Royal recognition for Milton Keynes company “holding the world together”

 
Mon 23 Apr 2012

The next time you open a packet of cereal, get in your car, build a flat pack chest of drawers, swig on a soft drink or climb into bed, a tiny little part of what you are doing may all be down to a company in Milton Keynes which has just won a remarkable fifth Queen’s Award for Industry. 

Beardow Adams is not a household name, but it is almost certain you have some of their products in your house right now.  The company makes what are called “hot melt adhesives,” glues involved in sticking almost anything together from labels on jars and bottles to wood panels and car trim.  It develops and manufactures products specifically to meet customer needs, and seventy per cent of its output is exported, which is why the Queen’s Award is for International Trade.

“It’s a great boost for our eighty-five staff and something they richly deserve,” says Nick Beardow, the company’s Sales and Marketing Director.   “The company started thirty-five years ago and to win our fifth Queen’s Award in that time and have a turnover of £50 million shows that we, all of us, must be doing something right.”

The company sells to some big names including Coca Cola, Nestlé, Colgate and Unilever.  Its glues are more efficient and more environmentally friendly than traditional products and can be used in extremes of temperature and humidity.  Hot melt adhesives work by being applied in liquid form and hardening as they cool, sometimes in less than a second.  This makes using them in production processes much less time consuming than glues which have to dry out to work.

“We’re not the cheapest player in the market nor are we the biggest,” Nick says, “but where we win is that our products are specifically developed for the customer’s needs and they’re really reliable so there’s no chance of production being stopped because the things aren’t working properly – the biggest problem facing manufacturers using the wrong glue.”
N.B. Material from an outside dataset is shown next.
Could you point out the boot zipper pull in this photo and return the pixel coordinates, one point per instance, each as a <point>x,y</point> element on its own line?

Last year Beardow Adams was named one of the UK’s one hundred fastest growing companies, partly as a result of their successful expansion into markets as far afield as Australia, Chile and South Africa. 

“We so often hear about how British manufacturing is dead and that we don’t export,” says Nick, “but it’s just not true.  Interestingly, the Queen’s Award has a big impact outside this country.  The Queen is still held in high esteem and that Royal recognition counts for a great deal in many places – even in Argentina where you might have thought they would be a bit anti the British monarchy.”
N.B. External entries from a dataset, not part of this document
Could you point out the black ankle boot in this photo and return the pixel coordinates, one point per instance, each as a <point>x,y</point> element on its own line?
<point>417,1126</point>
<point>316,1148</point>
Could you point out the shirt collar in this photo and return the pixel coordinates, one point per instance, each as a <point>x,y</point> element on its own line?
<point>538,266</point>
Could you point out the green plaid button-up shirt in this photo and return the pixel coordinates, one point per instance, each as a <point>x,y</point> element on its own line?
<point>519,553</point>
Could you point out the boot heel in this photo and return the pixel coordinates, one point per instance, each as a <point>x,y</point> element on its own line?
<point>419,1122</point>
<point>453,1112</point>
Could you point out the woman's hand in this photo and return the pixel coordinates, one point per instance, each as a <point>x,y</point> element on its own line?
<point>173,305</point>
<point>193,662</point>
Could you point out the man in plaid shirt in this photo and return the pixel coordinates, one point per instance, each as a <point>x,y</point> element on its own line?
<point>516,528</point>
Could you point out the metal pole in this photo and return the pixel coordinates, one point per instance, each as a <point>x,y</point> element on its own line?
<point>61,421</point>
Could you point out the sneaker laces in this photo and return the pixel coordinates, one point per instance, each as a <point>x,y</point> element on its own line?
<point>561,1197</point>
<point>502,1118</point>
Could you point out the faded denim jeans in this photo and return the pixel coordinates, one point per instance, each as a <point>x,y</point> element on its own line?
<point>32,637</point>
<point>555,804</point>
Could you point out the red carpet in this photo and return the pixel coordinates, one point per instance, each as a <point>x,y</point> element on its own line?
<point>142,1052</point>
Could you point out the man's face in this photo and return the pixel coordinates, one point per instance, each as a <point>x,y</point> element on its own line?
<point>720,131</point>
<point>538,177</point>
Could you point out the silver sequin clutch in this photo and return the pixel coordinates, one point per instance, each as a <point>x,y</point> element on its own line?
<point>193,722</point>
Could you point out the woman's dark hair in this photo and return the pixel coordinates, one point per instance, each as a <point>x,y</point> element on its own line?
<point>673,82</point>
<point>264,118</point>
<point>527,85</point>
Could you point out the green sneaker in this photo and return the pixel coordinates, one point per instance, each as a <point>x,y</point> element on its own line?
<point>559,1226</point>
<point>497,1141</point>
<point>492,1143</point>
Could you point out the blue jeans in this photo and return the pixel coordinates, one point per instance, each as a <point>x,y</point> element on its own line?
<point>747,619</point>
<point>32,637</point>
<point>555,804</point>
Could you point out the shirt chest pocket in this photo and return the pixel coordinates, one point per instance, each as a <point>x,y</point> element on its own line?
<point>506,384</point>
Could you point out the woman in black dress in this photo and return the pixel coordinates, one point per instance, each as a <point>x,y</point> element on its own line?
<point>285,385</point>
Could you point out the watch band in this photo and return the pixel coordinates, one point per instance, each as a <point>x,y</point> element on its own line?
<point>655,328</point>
The company’s big goal at the moment is to become a more significant player in the Asia-Pacific markets.  It already sells to Indonesia, Singapore and the Philippines but they want to crack China, Japan and Korea too.

Nick says, “Everyone here is really proud of the way that the things we make in Milton Keynes are sold all round the world.  It proves that Britain really can compete, we’re delighted to be a part of the export drive and greatly honoured by this award.”